Daya beli masyarakat menjadi sorotan utama di tengah fenomena rombongan jarang beli (Rojali) dan rombongan hanya nanya (Rohana) yang sering terlihat di pusat-pusat perbelanjaan. Dua istilah ini merujuk pada perilaku konsumen yang menunjukkan kecenderungan menahan diri untuk berbelanja. Beberapa kalangan menilai hal ini sebagai sinyal bahwa daya beli masyarakat mengalami penurunan. Namun, Kepala Kantor Komunikasi Kepresidenan, Hasan Nasbi, mengungkapkan pandangannya yang berbeda. Ia menilai fenomena Rojali dan Rohana hanya merupakan cerminan dari dinamika ekonomi konvensional.
Hasan menekankan bahwa perilaku belanja masyarakat kini beralih dari transaksi langsung ke model belanja online. Dalam penjelasannya, ia menjelaskan bahwa perkembangan platform digital telah mengubah cara masyarakat berbelanja. "Mungkin jual belinya tidak lagi di toko-toko konvensional tapi mungkin sudah lewat marketplace, lewat platform yang lain," ujarnya dalam konferensi pers di Jakarta.
Lebih lanjut, Hasan membantah bahwa daya beli masyarakat sedang dalam keadaan terpuruk dengan menyebutkan sejumlah indikator positif dari sektor logistik. Ia menyatakan bahwa data Badan Pusat Statistik (BPS) menunjukkan adanya pertumbuhan dalam sektor ini. Menurutnya, jika sektor logistik tumbuh, artinya transaksi jual beli tetap berlangsung.

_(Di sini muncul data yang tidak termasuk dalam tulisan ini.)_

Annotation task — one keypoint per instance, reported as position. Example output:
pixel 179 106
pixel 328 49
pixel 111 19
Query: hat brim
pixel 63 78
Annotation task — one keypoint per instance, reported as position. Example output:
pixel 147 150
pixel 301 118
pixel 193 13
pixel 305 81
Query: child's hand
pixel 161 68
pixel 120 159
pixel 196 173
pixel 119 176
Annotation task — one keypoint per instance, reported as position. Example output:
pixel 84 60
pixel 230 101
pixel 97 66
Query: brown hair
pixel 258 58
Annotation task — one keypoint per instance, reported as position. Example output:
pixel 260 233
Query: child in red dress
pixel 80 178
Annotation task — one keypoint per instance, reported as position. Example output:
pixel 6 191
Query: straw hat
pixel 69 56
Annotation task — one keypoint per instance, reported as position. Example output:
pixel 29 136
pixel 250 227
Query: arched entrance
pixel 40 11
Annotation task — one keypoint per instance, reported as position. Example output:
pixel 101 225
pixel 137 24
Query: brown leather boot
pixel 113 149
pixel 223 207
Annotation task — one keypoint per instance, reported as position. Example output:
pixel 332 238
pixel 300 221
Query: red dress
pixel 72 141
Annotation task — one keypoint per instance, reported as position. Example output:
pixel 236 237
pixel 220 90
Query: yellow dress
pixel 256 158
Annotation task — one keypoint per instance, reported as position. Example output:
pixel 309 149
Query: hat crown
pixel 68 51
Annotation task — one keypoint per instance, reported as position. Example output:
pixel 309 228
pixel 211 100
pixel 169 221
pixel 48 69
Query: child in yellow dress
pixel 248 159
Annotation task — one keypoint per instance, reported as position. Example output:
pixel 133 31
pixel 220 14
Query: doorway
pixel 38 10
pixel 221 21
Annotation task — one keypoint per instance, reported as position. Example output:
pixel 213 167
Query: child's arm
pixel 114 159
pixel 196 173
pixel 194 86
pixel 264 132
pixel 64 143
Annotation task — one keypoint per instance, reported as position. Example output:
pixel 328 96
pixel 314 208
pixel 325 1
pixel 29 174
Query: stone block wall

Dalam laporan BPS, terungkap bahwa sektor transportasi dan pergudangan tumbuh 8,52% pada kuartal II 2025. Pertumbuhan ini didorong oleh peningkatan jumlah penumpang dan barang yang diangkut, yang pada gilirannya berkontribusi sebesar 0,40% terhadap pertumbuhan ekonomi yang mencapai 5,12% pada periode yang sama. Hal ini menunjukkan bahwa, meskipun terdapat konsumen yang berperilaku Rojali dan Rohana, masih ada aktivitas ekonomi yang aktif di masyarakat.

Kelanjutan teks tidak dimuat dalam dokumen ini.